Mit Wirkung vom 31. Dezember 1919 wurde der Betriebsführungsvertrag mit der Bochum-Gelsenkirchener Straßenbahnen AG gelöst. Am 1. Januar 1920 übernahm der Landkreis Hattingen die Betriebsführung der Hattinger Kreisbahnen in eigener Regie.

Gut ein Jahr nach der Übernahme der Betriebsführung, am 23. April 1921, verlängerten die Aufsichtsbehörden die Konzession für den Straßenbahnbetrieb um weitere 31 Jahre.

KURZER AUFSCHWUNG

Für kurze Zeit ging es bergauf – bis die Inflation einsetzte. Das Verkehrsaufkommen der Hattinger Kreisbahnen ging daraufhin drastisch zurück. Am 10. Dezember 1922 musste der Betrieb eingestellt werden.
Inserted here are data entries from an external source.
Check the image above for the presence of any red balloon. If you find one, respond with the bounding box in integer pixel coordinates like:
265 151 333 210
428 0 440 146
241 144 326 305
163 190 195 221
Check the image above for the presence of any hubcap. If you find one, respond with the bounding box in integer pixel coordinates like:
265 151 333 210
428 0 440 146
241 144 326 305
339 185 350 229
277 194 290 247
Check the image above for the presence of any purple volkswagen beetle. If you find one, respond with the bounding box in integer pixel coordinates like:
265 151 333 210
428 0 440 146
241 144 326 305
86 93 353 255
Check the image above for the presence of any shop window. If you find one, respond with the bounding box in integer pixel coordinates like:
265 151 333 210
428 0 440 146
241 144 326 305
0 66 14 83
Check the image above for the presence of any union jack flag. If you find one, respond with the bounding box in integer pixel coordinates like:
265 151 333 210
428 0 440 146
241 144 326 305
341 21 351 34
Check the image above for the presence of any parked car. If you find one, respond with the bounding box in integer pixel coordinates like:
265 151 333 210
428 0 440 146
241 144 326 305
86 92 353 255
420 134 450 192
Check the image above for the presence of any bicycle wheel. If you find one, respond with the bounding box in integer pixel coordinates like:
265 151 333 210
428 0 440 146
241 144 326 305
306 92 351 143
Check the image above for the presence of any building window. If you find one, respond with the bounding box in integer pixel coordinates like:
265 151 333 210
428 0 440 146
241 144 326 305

Wie schwierig die Situation war, zeigt die Chronik des Jahres 1923: Im März besetzen französische und belgische Truppen das Ruhrgebiet, um die im Versailler Vertrag festgelegten Reparationsleistungen in Form von Stahl, Holz und Kohle durchzusetzen. Am 5. Mai konnten die Kreisbahnen mit finanzieller Unterstützung des Deutschen Reiches wieder fahren. Vom 11. bis zum 17. Oktober ruhte der Betrieb erneut. Am 24. Oktober folgte die dritte Betriebseinstellung innerhalb eines Jahres.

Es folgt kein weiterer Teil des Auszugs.